La búsqueda fue inmensa: monte, costa y aldeas de la ría de Arousa; antenas, cámaras y registros vecinales. El 27 de octubre de 2016, un mariscador halló en el agua el iPhone de Diana junto a Taragoña. El hallazgo confirmó la ruta de escape, pero no aportó el paradero de la joven. El caso, sin avances, llegó a archivarse provisionalmente en abril de 2017. 


Todo cambió en Navidad de 2017. La madrugada del 25 de diciembre, una joven denunció en Boiro un intento de secuestro: un hombre con cuchillo trató de meterla en el maletero. La Guardia Civil detuvo el 29 de diciembre a José Enrique Abuín Gey, “El Chicle”, sospechoso inicial del caso Quer y vecino de Rianxo, a pocos kilómetros de donde apareció el móvil. Fue el punto de inflexión. 

Acorralado por los indicios, Abuín se derrumbó y condujo a los agentes hasta una nave abandonada en Asados (Rianxo). La madrugada del 31 de diciembre, tras 497 días de incertidumbre, emergió la verdad: el cuerpo de Diana estaba oculto en un pozo industrial, sumergido y tapado con una plancha metálica. El país entero contuvo la respiración. 

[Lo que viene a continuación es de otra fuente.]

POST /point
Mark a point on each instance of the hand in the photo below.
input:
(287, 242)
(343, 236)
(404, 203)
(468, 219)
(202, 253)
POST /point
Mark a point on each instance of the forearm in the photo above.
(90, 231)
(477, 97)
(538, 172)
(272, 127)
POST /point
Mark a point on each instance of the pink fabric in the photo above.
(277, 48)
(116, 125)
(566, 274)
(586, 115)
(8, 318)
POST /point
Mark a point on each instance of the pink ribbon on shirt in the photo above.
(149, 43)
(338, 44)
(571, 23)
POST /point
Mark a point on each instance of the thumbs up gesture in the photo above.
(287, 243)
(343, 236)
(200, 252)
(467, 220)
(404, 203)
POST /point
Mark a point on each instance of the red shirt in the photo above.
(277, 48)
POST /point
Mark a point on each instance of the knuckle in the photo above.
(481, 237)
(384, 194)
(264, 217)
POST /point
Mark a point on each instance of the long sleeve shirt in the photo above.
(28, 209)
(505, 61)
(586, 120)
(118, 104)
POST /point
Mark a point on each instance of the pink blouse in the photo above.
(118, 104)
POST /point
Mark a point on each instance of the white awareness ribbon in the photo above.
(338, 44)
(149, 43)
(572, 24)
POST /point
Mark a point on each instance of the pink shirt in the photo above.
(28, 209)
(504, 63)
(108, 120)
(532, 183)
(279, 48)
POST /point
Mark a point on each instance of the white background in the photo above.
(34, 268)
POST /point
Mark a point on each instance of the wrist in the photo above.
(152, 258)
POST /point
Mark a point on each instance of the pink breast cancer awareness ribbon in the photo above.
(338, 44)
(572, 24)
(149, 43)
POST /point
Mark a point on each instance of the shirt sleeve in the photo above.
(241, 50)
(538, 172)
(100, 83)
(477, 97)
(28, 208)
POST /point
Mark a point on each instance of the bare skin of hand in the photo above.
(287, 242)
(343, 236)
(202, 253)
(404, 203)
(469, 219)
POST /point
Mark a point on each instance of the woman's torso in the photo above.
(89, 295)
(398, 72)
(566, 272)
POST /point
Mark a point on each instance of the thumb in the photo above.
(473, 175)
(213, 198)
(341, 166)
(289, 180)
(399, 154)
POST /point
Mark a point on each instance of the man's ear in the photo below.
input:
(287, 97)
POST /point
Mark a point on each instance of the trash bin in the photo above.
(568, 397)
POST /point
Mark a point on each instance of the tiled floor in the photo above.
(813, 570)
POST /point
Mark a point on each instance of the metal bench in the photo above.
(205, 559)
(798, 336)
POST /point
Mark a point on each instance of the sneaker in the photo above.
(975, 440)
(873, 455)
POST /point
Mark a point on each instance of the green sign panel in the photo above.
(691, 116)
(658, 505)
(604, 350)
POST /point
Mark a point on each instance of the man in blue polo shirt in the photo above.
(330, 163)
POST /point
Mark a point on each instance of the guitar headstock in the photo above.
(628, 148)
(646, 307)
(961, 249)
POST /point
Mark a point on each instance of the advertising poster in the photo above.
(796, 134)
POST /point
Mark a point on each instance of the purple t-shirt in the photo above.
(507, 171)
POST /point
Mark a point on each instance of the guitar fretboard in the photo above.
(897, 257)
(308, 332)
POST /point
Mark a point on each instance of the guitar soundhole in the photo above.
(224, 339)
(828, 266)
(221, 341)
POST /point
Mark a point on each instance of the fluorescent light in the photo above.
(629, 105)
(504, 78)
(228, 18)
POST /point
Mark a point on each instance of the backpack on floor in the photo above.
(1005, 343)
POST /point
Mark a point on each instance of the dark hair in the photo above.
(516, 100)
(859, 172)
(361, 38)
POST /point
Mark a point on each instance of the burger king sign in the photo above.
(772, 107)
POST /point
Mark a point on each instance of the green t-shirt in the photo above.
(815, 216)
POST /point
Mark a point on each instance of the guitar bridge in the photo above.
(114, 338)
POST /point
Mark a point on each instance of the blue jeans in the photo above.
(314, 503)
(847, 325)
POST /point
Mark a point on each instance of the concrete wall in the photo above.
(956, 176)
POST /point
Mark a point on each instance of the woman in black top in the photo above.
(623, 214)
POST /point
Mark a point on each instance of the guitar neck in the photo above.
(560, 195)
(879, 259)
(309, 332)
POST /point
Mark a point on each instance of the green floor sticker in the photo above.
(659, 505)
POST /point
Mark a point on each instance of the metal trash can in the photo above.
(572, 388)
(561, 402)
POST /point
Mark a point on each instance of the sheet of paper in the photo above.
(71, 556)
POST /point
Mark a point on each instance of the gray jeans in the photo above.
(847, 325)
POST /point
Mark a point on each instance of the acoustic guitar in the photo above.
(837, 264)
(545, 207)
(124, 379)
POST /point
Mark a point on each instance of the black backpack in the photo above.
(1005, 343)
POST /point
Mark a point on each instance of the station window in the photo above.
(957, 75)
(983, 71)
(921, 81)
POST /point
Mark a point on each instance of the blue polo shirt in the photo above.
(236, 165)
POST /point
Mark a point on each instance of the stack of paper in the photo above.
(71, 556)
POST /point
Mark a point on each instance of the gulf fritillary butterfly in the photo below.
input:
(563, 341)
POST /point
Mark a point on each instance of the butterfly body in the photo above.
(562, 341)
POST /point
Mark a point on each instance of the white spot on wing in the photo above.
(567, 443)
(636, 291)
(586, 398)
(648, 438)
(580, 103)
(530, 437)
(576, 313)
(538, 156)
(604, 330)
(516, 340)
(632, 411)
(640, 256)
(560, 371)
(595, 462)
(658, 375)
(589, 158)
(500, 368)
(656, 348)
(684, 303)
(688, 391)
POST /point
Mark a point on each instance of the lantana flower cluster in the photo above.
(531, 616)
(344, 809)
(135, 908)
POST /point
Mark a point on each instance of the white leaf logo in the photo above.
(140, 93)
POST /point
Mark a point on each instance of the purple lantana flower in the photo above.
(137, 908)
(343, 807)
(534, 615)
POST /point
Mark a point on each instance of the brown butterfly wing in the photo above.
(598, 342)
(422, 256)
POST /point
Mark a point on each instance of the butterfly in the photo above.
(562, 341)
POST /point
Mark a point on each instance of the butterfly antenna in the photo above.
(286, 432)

Los investigadores documentaron que el cadáver había sido lastrado con elementos pesados y arrojado a un pozo en el suelo de cemento de la nave, a unos cientos de metros del domicilio familiar del detenido. La escena cerraba, al fin, la pregunta del “dónde”, y abría la del “por qué”. 


El proceso penal reconstruyó la secuencia: el abordaje en torno a las 2:40, la inmovilización y el traslado en coche hasta la nave, con móvil de naturaleza sexual. El jurado popular consideró probado el secuestro, la agresión sexual y el asesinato (sin violación), y el tribunal subrayó que la finalidad sexual guió la acción y que el homicidio buscó asegurar la impunidad. 

El 17 de diciembre de 2019, la Audiencia Provincial de A Coruña impuso prisión permanente revisable. El 26 de noviembre de 2020, el Tribunal Supremo confirmó íntegramente la condena y los hechos probados: abordar a Diana, inutilizar su teléfono lanzándolo al mar desde Taragoña y trasladarla a la nave de Asados, donde fue asesinada. Justicia firme, aunque siempre insuficiente frente a la pérdida. 


Más allá del veredicto, el caso dejó lecciones que arañan: la vulnerabilidad de los trayectos cotidianos, la importancia de la preservación de datos telemáticos, y cómo una tentativa posterior —la de Boiro— activó la pieza que faltaba para descifrar un rompecabezas de 16 meses. La investigación también mostró la necesidad de coordinar búsquedas, filtrar bulos y sostener a las familias en la larga espera. 


Hoy, el nombre de Diana Quer habita el lugar incómodo donde la memoria se encuentra con la prevención. No hubo sombras remotas ni conspiraciones exóticas: hubo una joven volviendo a casa, un depredador y una decisión criminal que convirtió una caminata en una pesadilla nacional. Recordarla es también recordar que la seguridad no es un paisaje: es una tarea, cada noche.